The Obstacle Is the Way: The Timeless Art of Turning Trials into Triumph, by Ryan Holiday. New York: Penguin Group, 2014. 201 pp. $15.78 (hardcover).
Perhaps your boss has ignored ideas for increasing sales or reducing costs, or maybe you want to become a professional speaker but have a poor voice or a speech impediment that’s blocking the way, or perhaps you’re having trouble meeting the right girl or guy for romance. Whatever obstacles you face, Ryan Holiday’s The Obstacle Is the Way can provide you with lessons not only for overcoming them, but also for using them as a means to success.
The book’s title is a paraphrase of a maxim from the Stoic philosopher and Roman emperor, Marcus Aurelius, who said, “The impediment to action advances action. What stands in the way becomes the way.”
In practice, this could mean that if your manager ignores your ideas for improving the company, this is the path to starting your own business in which to implement those ideas. It could mean that if you want to become a professional communicator, but a speech impediment hinders your success, this is the way to becoming a successful author. If you are having trouble finding a good romantic partner in all the usual places, this is the road to discovering other places, where more suitable people can be found. And so on. The obstacle is the way.
The book illustrates its points with stories from business, literature, and history. Consider:
Amelia Earhart wanted to be a great aviator. But it was the 1920s, and people still thought that women were frail and weak and didn’t have the stuff. Woman suffrage was not even a decade old.
She couldn’t make her living as a pilot, so she took a job as a social worker. Then one day the phone rang. The man on the line had a pretty offensive proposition, along the lines of: We have someone willing to fund the first female transatlantic flight. Our first choice has already backed out. You won’t get to actually fly the plane, and we’re going to send two men along as chaperones and guess what, we’ll pay them a lot of money and you won’t get anything. Oh, and you very well might die while doing it.
You know what she said to that offer? She said yes.
Because that’s what people who defy the odds do. That’s how people who become great at things—whether it’s flying or blowing through gender stereotypes—do. They start. (p. 71)
In his first chapter, “Live in the Present Moment,” Holiday presents an interesting fact: Dozens of America’s greatest and most enduring companies started during a depression or economic crisis. For example, FedEx opened during the oil crisis of 1973. The owners of these companies
didn’t know whether it would get better or worse, they just knew what was. They had a job they wanted to do, a great idea they believed in or a product they thought they could sell. . . . Yet in our own lives, we aren’t content to deal with things as they happen.
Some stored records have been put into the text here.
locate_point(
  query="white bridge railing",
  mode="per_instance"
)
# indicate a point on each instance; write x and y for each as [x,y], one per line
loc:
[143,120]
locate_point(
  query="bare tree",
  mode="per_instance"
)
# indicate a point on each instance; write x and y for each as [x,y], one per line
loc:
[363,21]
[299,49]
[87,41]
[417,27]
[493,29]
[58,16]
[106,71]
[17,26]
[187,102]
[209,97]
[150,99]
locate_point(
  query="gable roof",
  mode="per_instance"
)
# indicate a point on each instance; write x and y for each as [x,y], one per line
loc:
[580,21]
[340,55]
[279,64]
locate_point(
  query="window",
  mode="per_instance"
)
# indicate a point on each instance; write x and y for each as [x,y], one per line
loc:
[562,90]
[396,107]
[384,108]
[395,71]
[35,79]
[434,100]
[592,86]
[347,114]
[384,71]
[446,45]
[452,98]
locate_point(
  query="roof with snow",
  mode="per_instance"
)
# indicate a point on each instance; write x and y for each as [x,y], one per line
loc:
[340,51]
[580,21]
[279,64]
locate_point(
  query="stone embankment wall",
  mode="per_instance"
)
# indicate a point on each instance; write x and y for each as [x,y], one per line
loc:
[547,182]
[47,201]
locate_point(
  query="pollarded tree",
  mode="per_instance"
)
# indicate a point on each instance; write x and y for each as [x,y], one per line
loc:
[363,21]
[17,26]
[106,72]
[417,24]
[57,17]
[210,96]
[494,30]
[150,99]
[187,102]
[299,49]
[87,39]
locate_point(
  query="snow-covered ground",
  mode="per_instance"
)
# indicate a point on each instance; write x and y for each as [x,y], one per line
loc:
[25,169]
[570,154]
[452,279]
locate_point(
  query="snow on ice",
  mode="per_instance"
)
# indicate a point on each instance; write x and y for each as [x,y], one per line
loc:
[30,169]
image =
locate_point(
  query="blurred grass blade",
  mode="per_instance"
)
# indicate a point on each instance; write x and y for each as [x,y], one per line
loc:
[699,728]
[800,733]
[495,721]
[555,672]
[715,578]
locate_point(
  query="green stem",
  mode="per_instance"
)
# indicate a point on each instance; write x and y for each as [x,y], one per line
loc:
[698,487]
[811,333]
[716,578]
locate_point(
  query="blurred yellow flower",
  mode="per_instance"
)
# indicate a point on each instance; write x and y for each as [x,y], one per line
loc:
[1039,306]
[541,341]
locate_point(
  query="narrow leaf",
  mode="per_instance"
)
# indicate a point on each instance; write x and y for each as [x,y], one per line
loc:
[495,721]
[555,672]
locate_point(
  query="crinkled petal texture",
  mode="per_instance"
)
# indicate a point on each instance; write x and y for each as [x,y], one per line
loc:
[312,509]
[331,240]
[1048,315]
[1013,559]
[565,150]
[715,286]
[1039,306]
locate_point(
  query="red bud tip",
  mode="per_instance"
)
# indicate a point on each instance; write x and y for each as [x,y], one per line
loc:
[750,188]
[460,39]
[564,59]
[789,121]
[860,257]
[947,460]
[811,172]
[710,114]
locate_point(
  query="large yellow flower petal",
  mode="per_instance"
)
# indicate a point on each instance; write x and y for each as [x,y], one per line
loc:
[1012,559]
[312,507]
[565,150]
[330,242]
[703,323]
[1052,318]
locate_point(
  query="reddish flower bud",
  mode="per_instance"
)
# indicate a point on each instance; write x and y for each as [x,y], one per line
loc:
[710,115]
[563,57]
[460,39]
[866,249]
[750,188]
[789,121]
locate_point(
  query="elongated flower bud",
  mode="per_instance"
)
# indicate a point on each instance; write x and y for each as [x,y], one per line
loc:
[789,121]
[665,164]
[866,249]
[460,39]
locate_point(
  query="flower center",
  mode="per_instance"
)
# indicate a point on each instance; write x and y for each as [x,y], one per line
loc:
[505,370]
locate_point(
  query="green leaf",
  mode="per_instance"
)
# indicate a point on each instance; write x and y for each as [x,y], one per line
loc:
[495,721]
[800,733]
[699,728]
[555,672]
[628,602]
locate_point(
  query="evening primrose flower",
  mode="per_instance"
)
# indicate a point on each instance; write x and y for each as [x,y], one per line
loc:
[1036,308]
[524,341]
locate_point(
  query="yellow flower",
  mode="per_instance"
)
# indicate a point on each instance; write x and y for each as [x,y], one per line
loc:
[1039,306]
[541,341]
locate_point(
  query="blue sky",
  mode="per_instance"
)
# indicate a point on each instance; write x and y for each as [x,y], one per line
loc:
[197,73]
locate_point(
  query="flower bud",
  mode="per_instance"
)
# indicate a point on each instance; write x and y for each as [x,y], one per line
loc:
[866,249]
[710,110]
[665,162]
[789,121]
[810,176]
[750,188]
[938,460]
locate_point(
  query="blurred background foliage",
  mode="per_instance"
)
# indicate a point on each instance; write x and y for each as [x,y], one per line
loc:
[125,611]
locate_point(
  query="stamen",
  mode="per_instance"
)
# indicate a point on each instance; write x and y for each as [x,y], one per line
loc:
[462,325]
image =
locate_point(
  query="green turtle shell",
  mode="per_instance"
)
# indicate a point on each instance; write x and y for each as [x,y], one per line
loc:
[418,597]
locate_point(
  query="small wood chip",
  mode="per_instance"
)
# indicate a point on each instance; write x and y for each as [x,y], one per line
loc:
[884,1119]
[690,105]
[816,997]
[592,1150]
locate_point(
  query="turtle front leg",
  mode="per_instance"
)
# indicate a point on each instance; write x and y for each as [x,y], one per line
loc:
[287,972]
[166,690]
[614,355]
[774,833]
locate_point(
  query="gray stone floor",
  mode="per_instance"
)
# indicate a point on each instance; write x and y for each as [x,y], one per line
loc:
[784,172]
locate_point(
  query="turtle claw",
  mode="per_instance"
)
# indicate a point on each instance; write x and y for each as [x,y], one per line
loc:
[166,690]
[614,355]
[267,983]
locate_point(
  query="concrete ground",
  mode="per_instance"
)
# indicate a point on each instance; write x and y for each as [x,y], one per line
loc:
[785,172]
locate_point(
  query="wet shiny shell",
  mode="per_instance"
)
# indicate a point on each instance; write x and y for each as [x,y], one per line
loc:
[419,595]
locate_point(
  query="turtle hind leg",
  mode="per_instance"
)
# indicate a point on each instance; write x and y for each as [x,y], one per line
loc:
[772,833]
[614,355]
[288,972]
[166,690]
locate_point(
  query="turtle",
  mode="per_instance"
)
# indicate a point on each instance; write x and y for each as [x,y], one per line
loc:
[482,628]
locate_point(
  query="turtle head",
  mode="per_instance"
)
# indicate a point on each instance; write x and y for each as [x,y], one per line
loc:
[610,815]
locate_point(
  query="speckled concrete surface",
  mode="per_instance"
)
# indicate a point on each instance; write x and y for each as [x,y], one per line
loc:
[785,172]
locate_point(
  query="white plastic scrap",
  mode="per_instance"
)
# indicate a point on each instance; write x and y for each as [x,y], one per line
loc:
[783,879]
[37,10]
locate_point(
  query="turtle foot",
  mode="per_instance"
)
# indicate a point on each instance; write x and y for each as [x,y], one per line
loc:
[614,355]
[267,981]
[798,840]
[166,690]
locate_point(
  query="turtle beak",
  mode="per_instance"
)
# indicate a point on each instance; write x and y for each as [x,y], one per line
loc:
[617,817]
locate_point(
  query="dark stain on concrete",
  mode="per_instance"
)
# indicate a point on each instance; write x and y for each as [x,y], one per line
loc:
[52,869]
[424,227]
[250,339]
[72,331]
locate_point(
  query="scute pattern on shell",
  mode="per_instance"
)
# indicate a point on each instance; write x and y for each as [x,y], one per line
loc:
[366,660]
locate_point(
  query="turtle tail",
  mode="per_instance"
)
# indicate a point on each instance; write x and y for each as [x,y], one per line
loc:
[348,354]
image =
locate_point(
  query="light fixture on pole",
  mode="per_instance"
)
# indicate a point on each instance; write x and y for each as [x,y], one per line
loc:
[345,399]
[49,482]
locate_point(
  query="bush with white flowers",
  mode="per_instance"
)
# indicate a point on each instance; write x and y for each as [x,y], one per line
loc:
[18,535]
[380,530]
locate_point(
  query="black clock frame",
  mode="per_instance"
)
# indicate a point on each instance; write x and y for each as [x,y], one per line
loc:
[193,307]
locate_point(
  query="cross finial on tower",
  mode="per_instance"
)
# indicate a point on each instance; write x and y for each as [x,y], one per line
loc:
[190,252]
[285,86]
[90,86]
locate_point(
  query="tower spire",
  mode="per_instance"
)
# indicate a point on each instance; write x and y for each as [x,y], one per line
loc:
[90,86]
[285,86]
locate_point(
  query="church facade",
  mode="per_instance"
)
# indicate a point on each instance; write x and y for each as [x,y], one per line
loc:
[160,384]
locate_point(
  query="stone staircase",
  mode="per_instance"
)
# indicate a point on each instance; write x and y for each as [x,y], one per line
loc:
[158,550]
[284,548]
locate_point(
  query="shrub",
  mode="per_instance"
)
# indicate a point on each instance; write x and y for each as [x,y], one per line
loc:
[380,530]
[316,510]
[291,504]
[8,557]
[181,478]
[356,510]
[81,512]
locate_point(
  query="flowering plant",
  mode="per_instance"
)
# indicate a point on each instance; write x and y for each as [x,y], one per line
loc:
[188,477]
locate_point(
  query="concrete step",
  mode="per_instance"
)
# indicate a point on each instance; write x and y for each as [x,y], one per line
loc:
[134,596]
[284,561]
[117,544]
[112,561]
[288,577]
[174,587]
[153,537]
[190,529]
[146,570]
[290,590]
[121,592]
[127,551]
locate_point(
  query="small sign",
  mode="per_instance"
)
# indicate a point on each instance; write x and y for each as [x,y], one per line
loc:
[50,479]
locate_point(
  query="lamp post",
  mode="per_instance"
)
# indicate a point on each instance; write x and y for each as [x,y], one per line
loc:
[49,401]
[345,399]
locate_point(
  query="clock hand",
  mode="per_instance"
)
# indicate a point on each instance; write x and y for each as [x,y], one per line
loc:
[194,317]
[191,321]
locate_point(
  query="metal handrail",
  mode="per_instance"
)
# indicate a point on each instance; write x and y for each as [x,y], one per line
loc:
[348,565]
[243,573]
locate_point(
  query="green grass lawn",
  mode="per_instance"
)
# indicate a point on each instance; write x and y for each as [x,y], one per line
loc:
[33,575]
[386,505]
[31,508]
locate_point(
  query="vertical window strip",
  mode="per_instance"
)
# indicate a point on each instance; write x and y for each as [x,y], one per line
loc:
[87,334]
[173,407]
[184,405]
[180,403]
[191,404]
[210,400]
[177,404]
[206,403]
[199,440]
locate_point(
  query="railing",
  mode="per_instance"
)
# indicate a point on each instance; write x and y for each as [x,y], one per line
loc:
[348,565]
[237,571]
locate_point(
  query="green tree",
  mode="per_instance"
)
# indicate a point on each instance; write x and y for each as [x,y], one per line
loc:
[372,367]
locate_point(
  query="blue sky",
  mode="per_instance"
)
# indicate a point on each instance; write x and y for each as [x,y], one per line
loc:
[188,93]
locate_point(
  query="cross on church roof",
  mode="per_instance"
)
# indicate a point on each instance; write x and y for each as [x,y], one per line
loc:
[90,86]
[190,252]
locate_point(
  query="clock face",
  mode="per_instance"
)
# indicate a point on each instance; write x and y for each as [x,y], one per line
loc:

We have to dive endlessly into what everything “means,” whether something is “fair” or not . . . and what everyone else is doing. (p. 46)
In the chapter “Channel Your Energy,” Holiday relays the story of Arthur Ashe, a black tennis player in the 1950s. Ashe never argued against a blatantly bad call or any other injustice; instead, he channeled his energy into improving his technique.“His style is best described in the motto he created for himself: ‘Physically loose and mentally tight.’” His unique style infuriated his opponents, who could not defeat it.
In “The Art of Acquiescence,” Holiday tells the story of Thomas Jefferson’s youthful dilemma. Jefferson was contemplative and reserved, and as he entered politics he soon discovered that he was a terrible public speaker. He chose to develop his writing talent, where he found his voice. Thus he was the man whom the greatest speakers of the era selected to write the Declaration of Independence.
You may find some sections of the book particularly applicable to your life. If you are in a dead-end job, and you’re flailing in your efforts to figure out how to reroute your career, the chapter “Recognize Your Power” and its story of Rubin Carter’s nineteen-year incarceration may help you to identify what is in your control and what is not. If you’re running a business and your product or service is not gaining traction, the chapter “Practice Persistence” and its story of General Ulysses S. Grant’s persistent attack on Vicksburg may resonate with you. If you’re dealing with overwhelming sadness or depression, the chapter “The Discipline of the Will” and its story of President Lincoln may light the way.
Many of the recurring characters—Marcus Aurelius, Cato, Seneca, Thomas Jefferson, James Stockdale, Epictetus, Theodore Roosevelt, George Washington—have more in common than that each overcame adversity. Each had studied and practiced philosophy, particularly the tenets of Stoicism. They were not academics but wise men of action. Holiday laments, “Over the centuries . . . this kind of wisdom has been taken from us, co-opted and deliberately obscured by . . . sheltered academics. They deprived us of philosophy’s true use: as an operating system for the difficulties and hardships of life.”
We live in a world where success is possible but not guaranteed; a world where we can achieve our dreams, but only if we direct our thought and effort toward them. Difficulties, roadblocks, obstacles are a part of life, and this book is a great resource for learning how to turn these obstacles into opportunities.